When ds was being picked on, it was the aggressor who was taken out of playtime, not ds. It worked.

GetOrfMoiLand · 01/07/2010 11:02

Exactly. My dd was told to 'avoid' the students at play time. What shitty advice. The school had words with the bullies, basically told them to leave my dd alone. That they did do, however they told all their mates that dd had 'dobbed them in' and then they started.

DD used to be terrified when the bell went - in the melee of moving from classroom to classroon it is very easy for the other kids to swipe her back, punch her round the head, give her a shove.
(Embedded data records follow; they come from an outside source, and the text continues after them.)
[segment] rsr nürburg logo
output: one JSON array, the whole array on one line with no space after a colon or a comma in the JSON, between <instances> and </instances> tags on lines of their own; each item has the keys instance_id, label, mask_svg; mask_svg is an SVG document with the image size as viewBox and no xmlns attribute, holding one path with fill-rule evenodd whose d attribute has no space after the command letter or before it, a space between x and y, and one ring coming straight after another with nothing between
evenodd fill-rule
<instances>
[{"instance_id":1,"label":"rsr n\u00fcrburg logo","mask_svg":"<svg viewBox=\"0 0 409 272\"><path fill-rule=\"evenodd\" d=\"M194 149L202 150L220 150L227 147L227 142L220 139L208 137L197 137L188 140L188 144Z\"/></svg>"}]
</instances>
Like I said my dd ended up being too scared to go to lessons and went into internal exclusion - so sat in a crappy room (usually used for punishment) on her own with her books all day. I asked why the bullies were not sent to internal exclusion as they were the ones who were trouble. i was told that it was easier to remove dd as there were so many bullies. No word on the punishment of the bullies at all - it was all 'dd must stay out of their way'.

DD was removed from the school that day and sent to another school a week later.

My DP's niece is also having some trouble at that school as well with bullies. And again the aschool is not at all helpful.

VelmaKelly · 01/07/2010 11:02

"often mothers who were fortunate to have a little "miracle" after forty years and will be forever blind to their faults"

I take exception to this generalisation - I am a late mum and I was relentlessly bullied as a kid. My DD's are little miracles - but they also are learning respect.

AgentZigzag · 01/07/2010 11:04

In my limited experience litchick, some schools don't want to admit it goes on for fear of it showing their school in a bad light.

The same goes with complaining about the school doing fuck all to stop it, they don't really want to know 'lalalalala I can't hear you so it can't be happening'

OP posts:
AgentZigzag · 01/07/2010 11:08

So angry for your DD Getorf, I know that cold pit-of-your-stomach fear when you know it's coming.